But Dr John Hughes, chairman of the popular GP Survival campaign group, said: “There is never money without important strings attached,” calling the plan to release data on the level of surgery of general practitioners as “inappropriate” and claiming that it could “name and shame the practices”.
Steve Brine, a former Conservative health minister, hailed the push for greater transparency as a “good thing” as long as it helps improve access to in-person care. Mr Brine argued that this should not be seen as “naming and humiliating” surgeries, but as a positive step to raise standards in partnership with general practitioners.
The role of pharmacists should be increased in order to alleviate part of the workload of general practitioners. NHS England is looking at a program in Scotland called Pharmacy First which allows pharmacists to take over more work from doctors, including refilling prescriptions. Pilots are underway.
With the added aim of reducing administrative burdens for GPs and freeing up more time for appointments, the NHS will expand the circle of professionals who can provide evidence and medical certificates such as adjustment notes and DVLA checks. . The money will be spent on upgrading telephone systems so that patients can more easily talk to surgical staff and avoid long waits.
Amanda Pritchard, the new chief executive of the NHS, said it was a “personal priority” to improve access to high-quality general medicine, adding that the health service “was taking both urgent and urgent action. longer term to support general practitioners and their teams with additional investment and support “.

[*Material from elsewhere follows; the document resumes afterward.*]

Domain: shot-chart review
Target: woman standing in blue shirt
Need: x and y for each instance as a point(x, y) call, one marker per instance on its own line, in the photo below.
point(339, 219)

But on Wednesday evening, the British Medical Association (BMA) said it was “extremely appalled” by the bailout and said it showed the government was “out of touch” with the GP crisis.
Dr Richard Vautrey, chairman of the BMA GP committee, said: “In our discussions with ministers and the NHS England over the past few weeks, the BMA has made it clear that without a concerted effort to cut red tape, the administration and red tape in practices, patient access and care was in jeopardy.
“Unfortunately, this offer just tinkers around and won’t reduce the unnecessary burden of practices and therefore free up more time for physicians to see more patients.”
He added that general practitioners would be “horrified” if the package was presented as a “lifeline … when in reality it could sink the ship all together”.